Europe must implement safe and legal routes and pathways to ensure a safe passage for people in need of international protection. It must ensure that individuals are not forced to place their lives at risk in the hands of traffickers, because they have no other choice.
Without safe and legal access to protection, migrants, refugees, asylum seekers and people in search of safety are at the mercy of smugglers and human traffickers.
They become victims of exploitation and violence as they are eventually pushed to risk their lives on ever more dangerous journeys over land and sea, which many do not survive.
Expanding safe and legal pathways to reach Europe is therefore key to preventing these tragedies, and to providing equally accessible solutions to all those in challenging situations.
In any case, a structured approach, without the need for emergency makeshift responses, would be much cheaper for the international community and for host countries. They would be better able to budget, coordinate responses and streamline services. This would result in fewer resources being wasted because of the high cost of emergency responses.
Furthermore, safe and legal routes allow for better monitoring and management of cases pre-arrival. The potential to assess cases and run security checks would increase the host countries’ control over immigration as well as addressing security concerns.
Better preparation for the specificities of new arrivals could allow for smoother integration, which in turn could reduce security concerns, and could reduce the time migrants are reliant on state support.
MC: As an entrepreneur, you believe in the positive role that European civil society could play in helping to solve the challenges of immigration and the refugee problem.
What actions could be considered? Could a more united and humane Europe help?
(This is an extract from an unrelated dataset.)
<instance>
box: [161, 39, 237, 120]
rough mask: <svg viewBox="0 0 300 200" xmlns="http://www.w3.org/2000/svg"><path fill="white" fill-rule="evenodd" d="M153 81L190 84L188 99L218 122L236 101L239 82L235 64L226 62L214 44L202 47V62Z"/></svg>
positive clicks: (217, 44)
RC: European civil society plays an important role in helping to solve the challenges of immigration. We need ordinary people in Europe to genuinely care for the most vulnerable communities. Even small-scale changes can have a significant impact.
In response to the COVID-19 pandemic, for example, at the end of March, MOAS called upon volunteers across Malta to make homemade cotton facemasks for vulnerable groups on the island, including refugees and asylum seekers.
It was crucial to incorporate local Maltese businesses, as this project was not solely about providing face masks. It was also about sending a message of solidarity with refugees and asylum seekers on the island, to show that we care.
It was therefore important for the project to be a real community effort, not just a MOAS led initiative. At a time when intolerance and racism seem to be running high, we wanted to use this project to show the recipients that this was not just an NGO helping them but a community effort.
At a time when all the doors seem to be slamming in their faces, we wanted to show that we have a foot in the door for them, because we care.
The response we received was truly inspiring. It showed how crucial the community can be when it cooperates to address vital humanitarian issues. Such action can bring about concrete changes in attitudes towards immigration and bring hope to those in vulnerable situations.